Vol. 23 no. 15 2007, pages 2013–2014
Tree Gibbs Sampler: identifying conserved motifs without
aligning orthologous sequences
, Haiyan Hu
and Xiaoman Shawn Li
Division of Biostatistics and
Center for Computational Biology and Bioinformatics, School of Medicine,
Indiana University, 410 West 10th Street, Indianapolis, IN 46202, USA
Received on February 3, 2007; revised on April 17, 2007; accepted on May 18, 2007
Advance Access publication May 31, 2007
Associate Editor: Alfonso Valencia
Tree Gibbs Sampler is a software for identifying motifs by
simultaneously using the motif overrepresentation property and the
motif evolutionary conservation property. It identifies motifs without
depending on pre-aligned orthologous sequences, which makes it
useful for the extraction of regulatory elements in multiple genomes
of both closely related and distant species.
The Tree Gibbs Sampler software is freely down-
loadable at https://compbio.iupui.edu/xiaomanli/LiSoftware/retrieve.

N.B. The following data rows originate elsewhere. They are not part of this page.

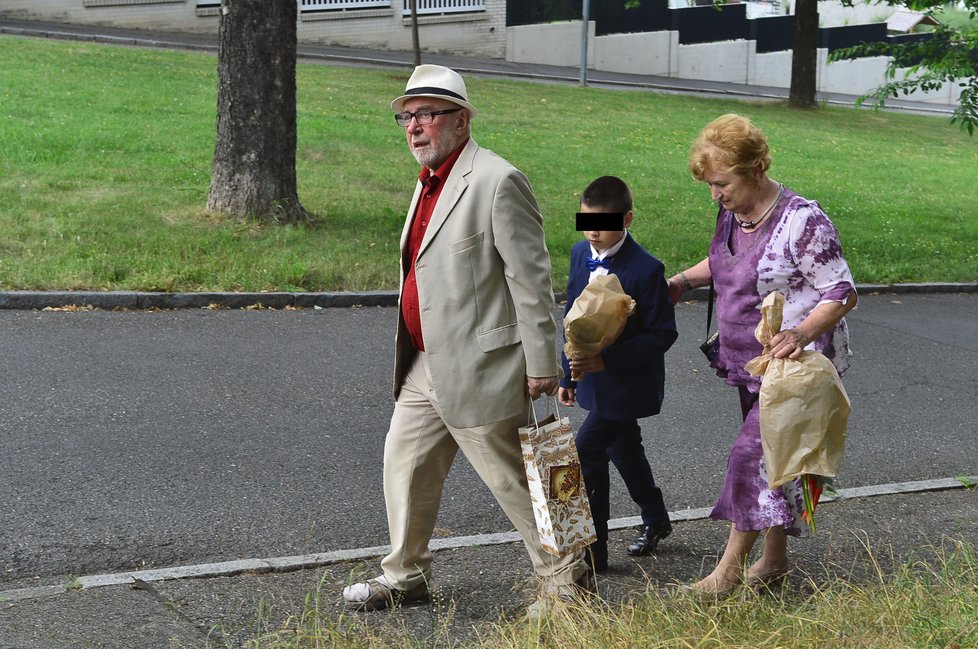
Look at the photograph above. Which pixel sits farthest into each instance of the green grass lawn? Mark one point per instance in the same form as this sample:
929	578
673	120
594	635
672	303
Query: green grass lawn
107	151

A transcription factor can bind to short DNA segments in the
regulatory regions of many different genes to control their
expression. The common pattern of these short DNA segments
bound by a transcription factor is called a motif. Recently,
many computational methods have been developed to identify
motifs by finding overrepresented and conserved DNA
segments (putative motif instances) in the regulatory regions
of a set of candidate genes in multiple related species (Liu, 2004;
Moses, 2004; Prakash, 2004, 2005; Sinha, 2004; Wang, 2003).
Most of these methods align orthologous sequences first and
then identify motifs from the aligned orthologous sequences,
often without taking the species divergent time into account.
However, motif instances are not always aligned with their
counterpart motif instances in the multiple alignments of
orthologous sequences (Li, 2005). Moreover, without taking the
divergent time into account, one often cannot distinguish
the conserved segments due to the short divergent time from the
conserved segments due to the functionality. Here we developed
a useful software, Tree Gibbs Sampler (TGS), which identifies
motifs from unaligned orthologous sequences by taking the
divergent time into account properly.